L'Ethiopie s'est lancée dans la production de vin avec l'aide d'une entreprise française
ZEWAY (ETHIOPIE), ENVOYÉ SPÉCIAL - Faire du vin en Ethiopie, dont les images de famine ont fait le tour du monde, pourrait sembler absurde, voire même indécent. Mais ce serait oublier que ce pays de 88 millions d'habitants a une superficie équivalente à celle de deux fois la France et que la malnutrition frappe essentiellement l'extrême sud du pays, une région aux frontières du Kenya et de la Somalie.L'Ethiopie n'est pas qu'une terre aride. Le pays possède un environnement très diversifié qui se compose aussi de hauts plateaux, de vallées luxuriantes, de dizaines de lacs et de volcans. On y compte six zones climatiques différentes.
L'idée de produire du vin en Ethiopie ne date pas d'hier. Les soldats italiens, qui ont partiellement occupé le pays de 1936 à 1941, avaient planté quelques vignobles aux alentours de la capitale, Addis-Abeba, et dans le Sud-Est, mais uniquement pour leur consommation personnelle.
"AMÉLIORER L'IMAGE DE NOTRE PAYS"
Le projet est cette fois différent, notamment parce qu'il devrait permettre au pays degagner quelques devises. Lancé en 2007 par le gouvernement éthiopien et le groupe français Castel – déjà implanté dans le pays grâce notamment à la bière et aux brasseries –, le projet s'inscrit aussi dans une démarche de diversification de l'agriculture et de promotion de ses produits.
"Si ce vin peut contribuer à améliorer l'image de notre pays, alors le pari sera gagné, affirme Robel Seido, responsable des ventes au sein de la société Castel.Nous envisageons d'exporter près de la moitié de notre production, notamment aux Etats-Unis, où réside une forte communauté éthiopienne." Les autres bouteilles seront destinées au marché intérieur, mais dans un niveau de gamme largement supérieur aux quelques vins de table déjà existants.

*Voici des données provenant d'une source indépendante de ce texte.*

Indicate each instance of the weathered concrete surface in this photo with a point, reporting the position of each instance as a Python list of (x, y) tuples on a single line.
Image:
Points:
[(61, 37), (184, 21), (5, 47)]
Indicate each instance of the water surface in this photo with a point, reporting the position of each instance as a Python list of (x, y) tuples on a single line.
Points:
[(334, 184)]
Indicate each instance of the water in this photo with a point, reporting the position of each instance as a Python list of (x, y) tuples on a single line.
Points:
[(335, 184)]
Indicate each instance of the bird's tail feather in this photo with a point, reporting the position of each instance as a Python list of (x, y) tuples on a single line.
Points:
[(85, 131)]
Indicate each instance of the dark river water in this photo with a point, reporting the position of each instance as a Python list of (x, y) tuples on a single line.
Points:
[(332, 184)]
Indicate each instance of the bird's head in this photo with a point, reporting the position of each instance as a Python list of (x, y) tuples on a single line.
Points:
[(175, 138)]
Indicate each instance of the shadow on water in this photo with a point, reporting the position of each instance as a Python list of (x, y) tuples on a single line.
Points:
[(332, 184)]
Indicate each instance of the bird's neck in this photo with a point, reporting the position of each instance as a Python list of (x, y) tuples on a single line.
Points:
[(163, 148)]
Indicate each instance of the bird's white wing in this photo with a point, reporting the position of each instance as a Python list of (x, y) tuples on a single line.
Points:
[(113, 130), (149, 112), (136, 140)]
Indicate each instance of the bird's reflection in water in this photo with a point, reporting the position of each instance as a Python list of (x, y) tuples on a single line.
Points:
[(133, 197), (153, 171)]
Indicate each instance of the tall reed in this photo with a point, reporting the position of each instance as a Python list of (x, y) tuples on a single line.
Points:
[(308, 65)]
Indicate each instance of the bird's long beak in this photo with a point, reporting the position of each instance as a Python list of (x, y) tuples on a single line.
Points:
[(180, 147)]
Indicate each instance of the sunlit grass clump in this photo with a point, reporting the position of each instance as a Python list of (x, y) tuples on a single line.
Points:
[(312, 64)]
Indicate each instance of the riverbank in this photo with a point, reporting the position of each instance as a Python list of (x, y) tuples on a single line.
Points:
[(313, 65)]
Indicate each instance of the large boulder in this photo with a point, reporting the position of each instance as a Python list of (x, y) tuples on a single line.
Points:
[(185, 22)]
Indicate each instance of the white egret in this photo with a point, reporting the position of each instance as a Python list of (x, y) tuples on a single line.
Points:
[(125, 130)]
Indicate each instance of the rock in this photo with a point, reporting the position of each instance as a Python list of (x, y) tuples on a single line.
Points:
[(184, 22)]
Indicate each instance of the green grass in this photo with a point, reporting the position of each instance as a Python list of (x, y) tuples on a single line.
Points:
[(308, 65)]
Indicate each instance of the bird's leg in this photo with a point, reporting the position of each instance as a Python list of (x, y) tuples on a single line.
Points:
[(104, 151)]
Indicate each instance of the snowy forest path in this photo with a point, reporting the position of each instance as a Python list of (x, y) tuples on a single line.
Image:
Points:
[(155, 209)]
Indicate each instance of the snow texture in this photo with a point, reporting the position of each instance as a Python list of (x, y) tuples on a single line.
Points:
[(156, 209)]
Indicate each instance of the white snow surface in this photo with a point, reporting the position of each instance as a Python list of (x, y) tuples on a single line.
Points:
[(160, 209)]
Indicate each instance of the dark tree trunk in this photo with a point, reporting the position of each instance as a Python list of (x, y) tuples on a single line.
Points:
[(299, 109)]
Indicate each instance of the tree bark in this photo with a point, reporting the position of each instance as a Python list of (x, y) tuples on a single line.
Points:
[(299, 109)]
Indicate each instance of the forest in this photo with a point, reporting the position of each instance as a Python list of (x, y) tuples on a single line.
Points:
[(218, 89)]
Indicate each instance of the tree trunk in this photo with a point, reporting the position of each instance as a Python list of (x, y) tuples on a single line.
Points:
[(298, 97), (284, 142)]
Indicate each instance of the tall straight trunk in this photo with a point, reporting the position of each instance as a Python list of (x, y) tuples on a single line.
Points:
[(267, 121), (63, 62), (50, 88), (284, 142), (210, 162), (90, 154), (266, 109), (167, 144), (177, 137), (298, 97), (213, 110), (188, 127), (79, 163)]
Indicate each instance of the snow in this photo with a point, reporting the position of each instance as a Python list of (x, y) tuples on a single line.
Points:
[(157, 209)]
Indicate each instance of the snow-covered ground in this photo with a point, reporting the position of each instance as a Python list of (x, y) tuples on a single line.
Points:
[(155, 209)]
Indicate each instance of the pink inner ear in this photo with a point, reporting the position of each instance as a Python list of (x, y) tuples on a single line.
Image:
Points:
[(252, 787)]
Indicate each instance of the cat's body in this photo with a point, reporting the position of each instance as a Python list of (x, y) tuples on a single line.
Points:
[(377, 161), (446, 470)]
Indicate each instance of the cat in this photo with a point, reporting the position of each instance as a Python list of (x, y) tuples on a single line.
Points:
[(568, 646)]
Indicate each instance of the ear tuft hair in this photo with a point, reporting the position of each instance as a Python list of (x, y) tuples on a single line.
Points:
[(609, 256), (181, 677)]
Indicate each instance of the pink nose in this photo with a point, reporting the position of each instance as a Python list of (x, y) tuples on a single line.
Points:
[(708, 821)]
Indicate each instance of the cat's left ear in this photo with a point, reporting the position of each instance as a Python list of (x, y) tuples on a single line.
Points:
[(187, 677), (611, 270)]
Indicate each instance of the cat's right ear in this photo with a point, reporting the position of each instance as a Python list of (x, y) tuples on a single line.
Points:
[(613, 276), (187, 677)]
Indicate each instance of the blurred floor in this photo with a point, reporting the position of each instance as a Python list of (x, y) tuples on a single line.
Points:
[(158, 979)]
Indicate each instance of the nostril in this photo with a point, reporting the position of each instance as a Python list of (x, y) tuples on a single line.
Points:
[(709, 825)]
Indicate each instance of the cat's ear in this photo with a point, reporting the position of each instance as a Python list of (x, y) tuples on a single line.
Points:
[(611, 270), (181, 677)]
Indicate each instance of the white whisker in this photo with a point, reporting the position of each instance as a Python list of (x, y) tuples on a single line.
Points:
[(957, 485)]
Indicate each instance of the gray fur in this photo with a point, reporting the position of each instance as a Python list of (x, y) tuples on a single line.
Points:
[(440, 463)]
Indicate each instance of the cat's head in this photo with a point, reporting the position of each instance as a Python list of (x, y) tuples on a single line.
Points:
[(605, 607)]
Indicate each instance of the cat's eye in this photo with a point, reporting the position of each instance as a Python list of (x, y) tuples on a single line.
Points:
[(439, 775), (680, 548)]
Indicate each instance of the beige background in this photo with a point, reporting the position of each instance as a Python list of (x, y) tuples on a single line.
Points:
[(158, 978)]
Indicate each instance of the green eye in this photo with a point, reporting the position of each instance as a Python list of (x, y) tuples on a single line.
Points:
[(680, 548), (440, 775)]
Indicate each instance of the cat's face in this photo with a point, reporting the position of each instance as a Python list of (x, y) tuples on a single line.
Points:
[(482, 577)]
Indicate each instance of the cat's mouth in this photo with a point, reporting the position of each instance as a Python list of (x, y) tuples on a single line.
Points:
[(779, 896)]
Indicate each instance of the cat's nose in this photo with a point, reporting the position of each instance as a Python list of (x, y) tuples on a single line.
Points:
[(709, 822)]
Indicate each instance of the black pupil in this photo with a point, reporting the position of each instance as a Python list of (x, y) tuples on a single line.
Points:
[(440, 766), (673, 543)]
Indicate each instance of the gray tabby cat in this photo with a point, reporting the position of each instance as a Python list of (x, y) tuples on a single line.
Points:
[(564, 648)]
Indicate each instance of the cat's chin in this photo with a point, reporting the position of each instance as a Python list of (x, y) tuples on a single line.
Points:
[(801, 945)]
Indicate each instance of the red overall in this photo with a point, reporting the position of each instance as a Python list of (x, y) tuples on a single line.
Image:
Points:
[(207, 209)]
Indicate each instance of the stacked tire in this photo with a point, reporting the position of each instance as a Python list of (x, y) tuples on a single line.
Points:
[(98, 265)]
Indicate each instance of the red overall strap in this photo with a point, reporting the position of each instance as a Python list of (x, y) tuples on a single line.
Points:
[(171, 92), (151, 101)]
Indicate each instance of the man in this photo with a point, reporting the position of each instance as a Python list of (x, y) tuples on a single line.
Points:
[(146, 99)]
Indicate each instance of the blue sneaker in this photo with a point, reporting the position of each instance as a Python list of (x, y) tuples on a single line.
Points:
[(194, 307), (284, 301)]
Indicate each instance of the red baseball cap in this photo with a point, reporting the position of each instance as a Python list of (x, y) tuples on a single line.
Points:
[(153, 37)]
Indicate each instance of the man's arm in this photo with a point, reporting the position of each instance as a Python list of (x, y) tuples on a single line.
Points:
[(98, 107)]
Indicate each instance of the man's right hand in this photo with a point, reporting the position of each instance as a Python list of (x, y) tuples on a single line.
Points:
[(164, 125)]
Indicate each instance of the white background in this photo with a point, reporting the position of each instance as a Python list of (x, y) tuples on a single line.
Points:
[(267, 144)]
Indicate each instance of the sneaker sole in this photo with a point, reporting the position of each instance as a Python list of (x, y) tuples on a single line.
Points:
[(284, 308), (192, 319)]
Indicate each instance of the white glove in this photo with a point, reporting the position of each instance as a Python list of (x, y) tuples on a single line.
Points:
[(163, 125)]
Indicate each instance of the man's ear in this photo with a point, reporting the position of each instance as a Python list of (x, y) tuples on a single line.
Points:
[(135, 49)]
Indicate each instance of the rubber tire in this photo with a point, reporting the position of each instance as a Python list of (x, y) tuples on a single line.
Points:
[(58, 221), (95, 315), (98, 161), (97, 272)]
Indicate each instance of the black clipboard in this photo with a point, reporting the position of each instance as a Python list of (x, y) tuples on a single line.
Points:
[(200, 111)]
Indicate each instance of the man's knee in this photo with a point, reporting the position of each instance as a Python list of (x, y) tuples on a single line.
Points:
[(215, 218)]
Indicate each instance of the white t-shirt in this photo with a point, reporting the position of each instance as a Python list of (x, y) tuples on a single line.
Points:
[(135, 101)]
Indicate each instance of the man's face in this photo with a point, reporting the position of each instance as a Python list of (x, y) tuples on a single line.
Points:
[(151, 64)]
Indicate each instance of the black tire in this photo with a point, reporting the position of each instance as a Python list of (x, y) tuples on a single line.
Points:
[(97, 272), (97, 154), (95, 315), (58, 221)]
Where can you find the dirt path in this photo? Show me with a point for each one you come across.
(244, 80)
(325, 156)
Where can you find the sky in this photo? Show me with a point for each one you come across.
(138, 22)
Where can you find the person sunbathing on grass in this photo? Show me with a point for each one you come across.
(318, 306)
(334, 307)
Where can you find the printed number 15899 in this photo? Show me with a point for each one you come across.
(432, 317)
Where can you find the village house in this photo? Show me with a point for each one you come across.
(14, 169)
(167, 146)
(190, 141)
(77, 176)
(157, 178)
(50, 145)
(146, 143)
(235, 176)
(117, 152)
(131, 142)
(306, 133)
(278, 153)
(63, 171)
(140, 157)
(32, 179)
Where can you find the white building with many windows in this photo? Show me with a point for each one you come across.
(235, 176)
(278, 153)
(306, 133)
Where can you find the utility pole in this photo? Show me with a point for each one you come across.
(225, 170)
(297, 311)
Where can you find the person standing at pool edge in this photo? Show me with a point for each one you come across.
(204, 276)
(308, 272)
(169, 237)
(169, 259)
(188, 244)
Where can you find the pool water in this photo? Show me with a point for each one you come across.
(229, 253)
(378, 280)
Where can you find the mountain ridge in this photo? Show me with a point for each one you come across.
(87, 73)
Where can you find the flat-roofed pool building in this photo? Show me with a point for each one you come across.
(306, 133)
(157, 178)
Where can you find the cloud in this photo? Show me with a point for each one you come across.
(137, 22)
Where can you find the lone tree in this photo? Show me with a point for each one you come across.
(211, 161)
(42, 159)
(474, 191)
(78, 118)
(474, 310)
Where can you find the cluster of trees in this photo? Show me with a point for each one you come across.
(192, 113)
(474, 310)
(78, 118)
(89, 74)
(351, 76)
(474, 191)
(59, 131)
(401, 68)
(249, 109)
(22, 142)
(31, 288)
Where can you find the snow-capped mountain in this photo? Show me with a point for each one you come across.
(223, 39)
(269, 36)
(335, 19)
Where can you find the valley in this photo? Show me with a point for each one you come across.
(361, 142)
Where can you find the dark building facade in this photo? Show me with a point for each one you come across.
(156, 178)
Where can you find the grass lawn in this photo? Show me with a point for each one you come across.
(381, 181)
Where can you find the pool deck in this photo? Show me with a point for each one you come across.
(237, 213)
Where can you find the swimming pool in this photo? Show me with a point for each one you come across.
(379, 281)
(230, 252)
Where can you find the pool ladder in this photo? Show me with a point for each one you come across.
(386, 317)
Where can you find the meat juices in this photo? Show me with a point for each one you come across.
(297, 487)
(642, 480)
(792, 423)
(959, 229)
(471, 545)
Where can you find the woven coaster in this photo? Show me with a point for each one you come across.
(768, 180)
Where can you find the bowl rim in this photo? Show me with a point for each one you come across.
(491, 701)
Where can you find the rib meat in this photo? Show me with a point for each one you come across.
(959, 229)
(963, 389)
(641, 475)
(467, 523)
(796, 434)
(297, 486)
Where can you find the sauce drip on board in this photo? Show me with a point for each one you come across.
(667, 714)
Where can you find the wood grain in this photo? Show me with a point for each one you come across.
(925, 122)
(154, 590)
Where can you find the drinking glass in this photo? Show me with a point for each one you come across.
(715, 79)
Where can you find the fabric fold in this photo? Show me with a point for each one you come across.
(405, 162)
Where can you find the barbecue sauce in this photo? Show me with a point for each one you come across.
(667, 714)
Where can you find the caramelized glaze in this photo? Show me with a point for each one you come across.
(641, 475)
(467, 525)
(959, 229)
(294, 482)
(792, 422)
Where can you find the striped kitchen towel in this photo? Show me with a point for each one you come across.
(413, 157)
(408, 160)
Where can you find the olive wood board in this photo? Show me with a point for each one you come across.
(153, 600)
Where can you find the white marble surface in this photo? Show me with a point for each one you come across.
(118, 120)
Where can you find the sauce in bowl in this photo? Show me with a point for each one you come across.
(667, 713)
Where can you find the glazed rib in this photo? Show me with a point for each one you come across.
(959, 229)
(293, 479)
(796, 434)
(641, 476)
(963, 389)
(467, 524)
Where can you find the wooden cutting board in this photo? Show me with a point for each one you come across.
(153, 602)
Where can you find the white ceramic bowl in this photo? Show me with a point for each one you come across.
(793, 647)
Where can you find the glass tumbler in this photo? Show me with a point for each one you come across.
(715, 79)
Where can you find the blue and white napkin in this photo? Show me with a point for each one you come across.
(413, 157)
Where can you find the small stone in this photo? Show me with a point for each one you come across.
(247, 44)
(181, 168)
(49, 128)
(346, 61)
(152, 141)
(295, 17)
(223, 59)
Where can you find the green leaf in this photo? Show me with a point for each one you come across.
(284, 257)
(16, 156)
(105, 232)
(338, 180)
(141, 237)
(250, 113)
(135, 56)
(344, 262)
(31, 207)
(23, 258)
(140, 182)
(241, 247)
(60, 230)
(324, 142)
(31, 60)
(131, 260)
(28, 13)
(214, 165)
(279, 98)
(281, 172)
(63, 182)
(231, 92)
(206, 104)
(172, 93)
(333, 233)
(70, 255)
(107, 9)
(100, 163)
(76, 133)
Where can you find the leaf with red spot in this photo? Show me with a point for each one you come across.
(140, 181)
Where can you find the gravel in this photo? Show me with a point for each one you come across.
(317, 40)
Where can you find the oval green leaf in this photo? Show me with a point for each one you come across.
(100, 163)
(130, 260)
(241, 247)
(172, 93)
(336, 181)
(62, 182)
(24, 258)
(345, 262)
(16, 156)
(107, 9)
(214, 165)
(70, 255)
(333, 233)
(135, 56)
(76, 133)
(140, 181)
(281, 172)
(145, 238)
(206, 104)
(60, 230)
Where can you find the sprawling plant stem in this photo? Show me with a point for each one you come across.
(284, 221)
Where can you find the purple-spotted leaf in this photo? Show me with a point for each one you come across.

Il aura fallu sept mois de recherche pour choisir l'emplacement du nouveau vignoble. Le site de Dire Dawa, à l'est du pays, fut initialement retenu. Mais difficilement accessible par camion et estimé trop proche de la Somalie, pays frappé par une guerre civile depuis 1986, l'idée fut abandonnée.
800 000 BOUTEILLES PAR AN
C'est finalement à quelques encablures de la ville de Zeway, à 170 km au sud d'Addis-Abeba, que 750 000 pieds de vigne ont été plantés en 2008. L'opération a nécessité l'emploi de 750 personnes, principalement issues de la région.
Acheminées depuis la région bordelaise, les vignes s'étendent sur un domaine de 125 hectares et devraient permettre une production d'environ 800 000 bouteilles par an. Les cépages choisis sont tous français : merlot, syrah et cabernet sauvignon pour le vin rouge (90 %); chardonnay pour le blanc (10 %). Comme le veut la tradition et surtout pour alerter en cas d'affection d'oïdium, une maladie qui touche les vignobles, un rosier a été planté à l'extrémité de chaque rangée de pieds.
"Le sol est légèrement sableux et nous sommes dans une zone tempérée où le climat est idéal, explique Olivier Spillebout, œnologue chargé de la qualité de la production. Les conditions climatiques pourraient même permettre d'effectuer deux vendanges par an. Mais, comme nous souhaitons privilégier la qualité, nous n'en ferons qu'une seule… On devrait obtenir des vins légers et fruités."
INTRUSIONS DE PYTHONS, DE HYÈNES, D'HIPPOPOTAMES
Les premières vendanges auront lieu début novembre et la commercialisation des bouteilles est prévue pour le premier trimestre 2012. A terme, l'objectif est deconcurrencer les excellentes productions sud-africaines, considérées aujourd'hui comme les meilleures du continent.
Mais planter des vignes au cœur de la vallée du Rift, au bord d'un lac situé à 1600 mètres d'altitude, ne se fait pas sans quelques péripéties. "On a eu des intrusions de pythons, de hyènes et même d'hippopotames dans le vignoble, se souvient Guy Campillo, responsable du domaine. On a donc creusé un fossé de deux mètres autour de la vigne pour la protéger. Depuis, tout va bien !"
Début août, il restait à attendre que les raisins arrivent à maturité, à finir les murs de la cave et à débâcher les dizaines de cuves en inox. Juste à l'extérieur du domaine, on pouvait apercevoir un troupeau d'antilopes.